Of particular concern to ASIC is the operation of aggregation clauses in policies combined with EDR (External Dispute Resolution) scheme sub-limits.  EDR scheme sub-limits are often significantly below the policy’s full limit of indemnity. As a result, multiple claims may be subject to a single EDR scheme sub-limit.

ASIC has made known its view that advice licensees are unlikely to be compliant with RG 126 without additional financial resources if their PI policy contains both aggregation clauses and EDR scheme sub-limits.  ASIC expects that a significant number of advice licensees are in this position.

Lack of aggregation of claims resulting in multiple excesses being payable

Conversely, ASIC also outlined its concern that where aggregation clauses do not apply multiple excesses may need to be paid.  The ability of an advice licensee to meet all excess payments when there are multiple claims is a consideration when determining whether the licensee has sufficient financial resources for the PI insurance to work in practice.

Where to from here?

ASIC expects the industry to address the issues it has identified and intends to increase surveillance to monitor compliance.
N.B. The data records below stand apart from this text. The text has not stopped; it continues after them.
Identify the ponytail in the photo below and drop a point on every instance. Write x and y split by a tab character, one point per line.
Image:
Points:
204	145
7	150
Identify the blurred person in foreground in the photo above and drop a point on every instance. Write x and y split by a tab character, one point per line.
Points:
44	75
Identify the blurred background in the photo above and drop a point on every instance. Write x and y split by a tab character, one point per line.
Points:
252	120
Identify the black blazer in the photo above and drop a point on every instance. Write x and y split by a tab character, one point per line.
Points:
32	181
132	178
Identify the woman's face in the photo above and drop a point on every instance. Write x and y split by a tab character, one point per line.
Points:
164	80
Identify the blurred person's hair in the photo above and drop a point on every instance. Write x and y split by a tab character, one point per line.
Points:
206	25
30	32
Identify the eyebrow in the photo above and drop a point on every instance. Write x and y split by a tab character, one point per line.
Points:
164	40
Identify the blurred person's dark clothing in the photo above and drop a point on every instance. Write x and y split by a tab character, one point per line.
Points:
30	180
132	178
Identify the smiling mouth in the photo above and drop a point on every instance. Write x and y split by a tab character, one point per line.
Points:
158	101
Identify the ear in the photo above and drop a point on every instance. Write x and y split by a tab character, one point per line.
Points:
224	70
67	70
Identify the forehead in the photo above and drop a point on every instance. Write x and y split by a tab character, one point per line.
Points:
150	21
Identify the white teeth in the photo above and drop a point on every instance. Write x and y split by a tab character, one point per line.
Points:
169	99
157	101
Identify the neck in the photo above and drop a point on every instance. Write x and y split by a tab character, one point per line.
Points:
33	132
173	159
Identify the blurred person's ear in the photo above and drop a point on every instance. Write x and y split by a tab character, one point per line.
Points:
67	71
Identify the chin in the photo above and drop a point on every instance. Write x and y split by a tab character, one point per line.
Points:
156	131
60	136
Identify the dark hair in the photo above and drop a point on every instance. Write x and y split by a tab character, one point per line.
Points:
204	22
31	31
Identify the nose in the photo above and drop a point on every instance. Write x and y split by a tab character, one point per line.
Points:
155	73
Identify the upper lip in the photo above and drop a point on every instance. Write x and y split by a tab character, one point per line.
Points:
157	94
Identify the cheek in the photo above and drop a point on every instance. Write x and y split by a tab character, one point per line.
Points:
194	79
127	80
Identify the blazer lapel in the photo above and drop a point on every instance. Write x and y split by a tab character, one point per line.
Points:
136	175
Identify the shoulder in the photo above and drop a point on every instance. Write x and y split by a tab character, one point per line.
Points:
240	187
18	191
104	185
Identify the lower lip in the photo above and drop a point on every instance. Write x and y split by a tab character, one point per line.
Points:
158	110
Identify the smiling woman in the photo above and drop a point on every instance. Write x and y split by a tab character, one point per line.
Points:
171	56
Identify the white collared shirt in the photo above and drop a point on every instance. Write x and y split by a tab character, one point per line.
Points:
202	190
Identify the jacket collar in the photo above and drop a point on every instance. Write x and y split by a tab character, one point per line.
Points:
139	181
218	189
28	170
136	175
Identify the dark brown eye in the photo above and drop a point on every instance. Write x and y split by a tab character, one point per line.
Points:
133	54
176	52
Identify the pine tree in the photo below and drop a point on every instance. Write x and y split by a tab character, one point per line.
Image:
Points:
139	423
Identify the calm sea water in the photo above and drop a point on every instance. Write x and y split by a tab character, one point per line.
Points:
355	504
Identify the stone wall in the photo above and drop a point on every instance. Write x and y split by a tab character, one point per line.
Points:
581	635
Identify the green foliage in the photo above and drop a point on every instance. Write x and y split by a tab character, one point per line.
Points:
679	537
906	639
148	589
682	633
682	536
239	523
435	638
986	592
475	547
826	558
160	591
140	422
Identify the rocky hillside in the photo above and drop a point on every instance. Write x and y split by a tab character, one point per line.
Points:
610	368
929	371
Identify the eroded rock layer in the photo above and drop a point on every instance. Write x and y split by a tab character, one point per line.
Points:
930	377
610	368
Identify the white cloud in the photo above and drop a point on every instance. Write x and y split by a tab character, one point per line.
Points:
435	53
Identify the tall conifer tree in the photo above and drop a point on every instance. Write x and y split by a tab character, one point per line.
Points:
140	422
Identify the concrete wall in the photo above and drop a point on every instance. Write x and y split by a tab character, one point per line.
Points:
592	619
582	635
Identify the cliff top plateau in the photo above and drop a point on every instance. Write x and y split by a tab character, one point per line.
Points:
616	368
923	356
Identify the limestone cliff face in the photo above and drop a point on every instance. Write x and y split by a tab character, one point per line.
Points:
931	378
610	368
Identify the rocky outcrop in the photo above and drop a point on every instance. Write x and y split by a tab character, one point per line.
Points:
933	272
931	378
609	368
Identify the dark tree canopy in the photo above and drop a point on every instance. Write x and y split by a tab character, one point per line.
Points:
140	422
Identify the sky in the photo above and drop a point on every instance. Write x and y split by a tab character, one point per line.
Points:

As a result, AFS licensees providing financial product advice should reassess whether they have adequate PI insurance cover to ensure they are meeting their obligations under RG 126.

Furthermore, it is timely for insurers and brokers to review the PI policies marketed to AFS licensees to ensure that the industry is meeting the need to provide RG 126 compliant policies and the compliance of existing policies is not misrepresented.